Nice effort, I see the need for the detailed background but at the same time it distracts as I see interesting faces within.
I agree with John on both counts. I'd consider burning it.
Thanks for the comments John and Dan.
I've revisited the image. My main concern was that burning the image down would have a negative impact on the overall look of the image because the foreground was in shadow. The lighting conditions were mediocre at the venue. I was shooting at ISO 128,000 at f/2.8, which gave me a shutter speed of 1/320 sec, which is a bit low for capturing a quickly moving dancer.

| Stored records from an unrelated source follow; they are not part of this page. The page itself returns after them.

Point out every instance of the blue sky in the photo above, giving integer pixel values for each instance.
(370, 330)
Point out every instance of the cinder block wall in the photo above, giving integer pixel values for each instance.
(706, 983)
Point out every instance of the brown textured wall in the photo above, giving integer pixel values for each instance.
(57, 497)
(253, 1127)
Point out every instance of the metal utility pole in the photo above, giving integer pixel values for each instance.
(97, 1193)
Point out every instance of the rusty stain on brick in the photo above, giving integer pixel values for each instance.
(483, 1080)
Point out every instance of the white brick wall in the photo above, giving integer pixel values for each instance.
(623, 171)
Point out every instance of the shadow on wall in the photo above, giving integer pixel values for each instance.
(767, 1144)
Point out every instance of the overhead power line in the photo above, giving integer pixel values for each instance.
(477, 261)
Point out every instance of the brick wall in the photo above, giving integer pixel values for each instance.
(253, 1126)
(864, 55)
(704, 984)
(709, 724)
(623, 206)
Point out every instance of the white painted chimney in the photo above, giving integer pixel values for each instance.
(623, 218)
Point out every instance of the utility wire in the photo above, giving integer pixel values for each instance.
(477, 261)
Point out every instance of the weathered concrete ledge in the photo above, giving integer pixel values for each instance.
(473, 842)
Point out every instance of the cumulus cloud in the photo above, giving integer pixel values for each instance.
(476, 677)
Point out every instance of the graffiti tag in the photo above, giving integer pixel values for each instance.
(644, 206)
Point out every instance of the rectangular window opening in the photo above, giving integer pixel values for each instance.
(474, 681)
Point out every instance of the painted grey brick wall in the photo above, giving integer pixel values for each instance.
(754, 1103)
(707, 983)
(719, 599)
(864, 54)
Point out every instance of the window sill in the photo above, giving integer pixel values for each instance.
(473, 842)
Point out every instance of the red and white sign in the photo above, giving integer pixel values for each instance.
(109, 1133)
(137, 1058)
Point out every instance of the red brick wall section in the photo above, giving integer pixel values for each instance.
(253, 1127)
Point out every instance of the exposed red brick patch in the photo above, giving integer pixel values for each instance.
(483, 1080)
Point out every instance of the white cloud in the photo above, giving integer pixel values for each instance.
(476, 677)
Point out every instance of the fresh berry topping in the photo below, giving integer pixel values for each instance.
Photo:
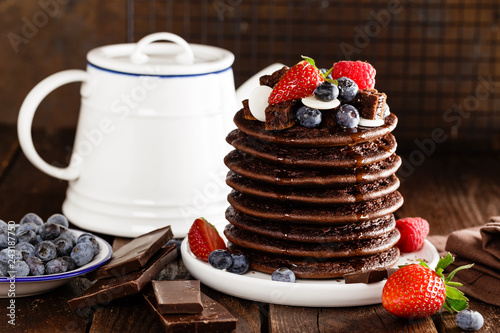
(413, 232)
(56, 266)
(347, 89)
(347, 116)
(298, 82)
(326, 91)
(283, 274)
(58, 219)
(469, 320)
(82, 253)
(308, 117)
(327, 73)
(361, 72)
(203, 238)
(220, 259)
(416, 291)
(240, 264)
(46, 250)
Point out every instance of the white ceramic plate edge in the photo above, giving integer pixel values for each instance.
(257, 286)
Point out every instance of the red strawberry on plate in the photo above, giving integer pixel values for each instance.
(298, 82)
(413, 232)
(359, 71)
(203, 238)
(416, 291)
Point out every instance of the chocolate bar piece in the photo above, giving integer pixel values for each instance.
(271, 80)
(213, 318)
(108, 289)
(371, 276)
(133, 255)
(370, 104)
(180, 296)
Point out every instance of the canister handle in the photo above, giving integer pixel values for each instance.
(139, 57)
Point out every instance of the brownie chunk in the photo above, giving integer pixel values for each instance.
(370, 103)
(271, 80)
(281, 116)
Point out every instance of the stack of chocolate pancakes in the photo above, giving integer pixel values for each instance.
(318, 201)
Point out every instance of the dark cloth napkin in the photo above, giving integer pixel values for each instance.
(479, 245)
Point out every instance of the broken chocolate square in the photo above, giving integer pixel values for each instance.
(108, 289)
(369, 276)
(179, 296)
(213, 318)
(133, 255)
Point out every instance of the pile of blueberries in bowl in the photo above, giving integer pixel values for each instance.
(35, 248)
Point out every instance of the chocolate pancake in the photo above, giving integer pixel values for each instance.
(312, 233)
(316, 137)
(249, 240)
(314, 268)
(257, 169)
(350, 156)
(326, 195)
(315, 214)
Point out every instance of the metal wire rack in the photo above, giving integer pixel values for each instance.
(438, 61)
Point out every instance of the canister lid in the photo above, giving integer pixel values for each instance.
(148, 58)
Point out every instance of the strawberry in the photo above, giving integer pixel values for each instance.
(203, 238)
(298, 82)
(413, 232)
(360, 72)
(416, 291)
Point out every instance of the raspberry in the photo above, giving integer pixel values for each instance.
(360, 72)
(413, 232)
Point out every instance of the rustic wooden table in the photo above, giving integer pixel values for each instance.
(451, 191)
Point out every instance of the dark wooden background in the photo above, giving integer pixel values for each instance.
(438, 61)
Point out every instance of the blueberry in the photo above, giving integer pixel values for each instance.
(348, 89)
(50, 231)
(92, 241)
(68, 235)
(46, 251)
(10, 254)
(283, 274)
(31, 217)
(56, 266)
(36, 266)
(82, 253)
(347, 116)
(326, 91)
(240, 264)
(324, 71)
(220, 259)
(63, 246)
(27, 250)
(21, 268)
(308, 117)
(3, 225)
(387, 110)
(27, 226)
(4, 239)
(58, 219)
(469, 320)
(28, 236)
(177, 243)
(71, 263)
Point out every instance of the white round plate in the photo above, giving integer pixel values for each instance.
(257, 286)
(34, 285)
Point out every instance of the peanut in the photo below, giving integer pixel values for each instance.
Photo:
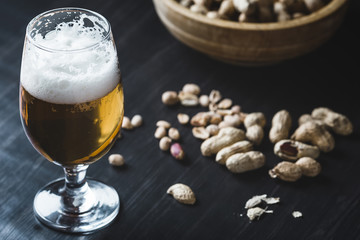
(163, 123)
(212, 129)
(225, 103)
(281, 124)
(204, 99)
(224, 124)
(256, 118)
(126, 124)
(174, 134)
(308, 118)
(292, 150)
(213, 15)
(165, 143)
(182, 193)
(205, 3)
(201, 133)
(255, 133)
(215, 118)
(233, 120)
(337, 122)
(313, 5)
(243, 162)
(183, 118)
(309, 166)
(235, 109)
(286, 171)
(188, 99)
(238, 147)
(170, 98)
(198, 9)
(116, 160)
(176, 151)
(226, 9)
(191, 87)
(316, 135)
(224, 138)
(186, 3)
(200, 119)
(160, 132)
(214, 96)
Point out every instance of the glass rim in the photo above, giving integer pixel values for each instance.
(39, 16)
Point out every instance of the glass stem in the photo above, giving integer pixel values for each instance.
(76, 197)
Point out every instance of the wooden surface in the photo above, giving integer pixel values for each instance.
(152, 61)
(251, 43)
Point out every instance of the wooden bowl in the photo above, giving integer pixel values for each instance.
(251, 43)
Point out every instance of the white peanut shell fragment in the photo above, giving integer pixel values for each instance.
(116, 160)
(255, 200)
(182, 193)
(286, 171)
(256, 212)
(292, 150)
(224, 138)
(243, 162)
(296, 214)
(183, 118)
(238, 147)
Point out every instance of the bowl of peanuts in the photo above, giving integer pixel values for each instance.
(252, 32)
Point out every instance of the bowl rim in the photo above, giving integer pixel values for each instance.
(330, 8)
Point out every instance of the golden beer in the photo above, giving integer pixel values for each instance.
(71, 134)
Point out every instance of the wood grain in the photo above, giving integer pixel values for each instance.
(251, 43)
(152, 61)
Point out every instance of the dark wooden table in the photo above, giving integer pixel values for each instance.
(152, 61)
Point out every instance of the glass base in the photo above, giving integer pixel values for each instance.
(48, 208)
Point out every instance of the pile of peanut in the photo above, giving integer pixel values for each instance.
(314, 129)
(218, 127)
(254, 10)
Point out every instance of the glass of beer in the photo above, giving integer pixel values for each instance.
(71, 104)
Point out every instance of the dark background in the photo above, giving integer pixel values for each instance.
(152, 61)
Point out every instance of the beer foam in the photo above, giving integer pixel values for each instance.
(71, 64)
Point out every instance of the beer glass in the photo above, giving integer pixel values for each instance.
(71, 104)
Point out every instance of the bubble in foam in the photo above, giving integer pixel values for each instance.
(70, 76)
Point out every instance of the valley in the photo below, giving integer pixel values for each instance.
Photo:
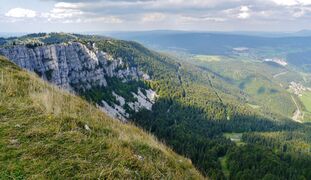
(217, 110)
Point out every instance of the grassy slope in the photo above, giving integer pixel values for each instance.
(43, 135)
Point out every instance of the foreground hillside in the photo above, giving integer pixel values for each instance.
(195, 111)
(46, 132)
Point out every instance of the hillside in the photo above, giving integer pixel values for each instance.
(48, 133)
(194, 109)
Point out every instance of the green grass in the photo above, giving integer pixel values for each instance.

Here is the reworked image:
I've already pushed the noise reduction to the max (and the front view is rather noisy). Looking at both versions, I find I prefer the first one, even though the lighting is a bit more distracting than I would like. Event shooting with theatre lighting is never a pleasure.
Manfred,
The edit really pushed the wingspan and head forward and even gave a bit of lift to the cast shadows below, much better.
Manfred,
I am curious as to what caused the odd shaped light patches in the shadow of the wings in your reworked image?
For me the second shot is better, both are good though
To me, Manfred, by far the biggest bar to this being a really good image, is the lighting/divider which bisects the image at the middle-rear. Personally, I would tone it down quite a bit as it is a real eye-snag!
The theatrical lighting is so difficult in this image I am surprised you even got a picture to show
This will never be a great image. The lighting is simply not particularly good. The defining parts of the image, in my view are the interesting background, reflections off the back drop and the bright line of lights along the floor. Remove those and the image becomes dull and uninteresting.
The reason I left the line in is that it accentuates the wings and the shadow of the wings. While the line along the floor is still reasonably bright, there is no logical reason for it to be that way and that adds negative tension into the shot.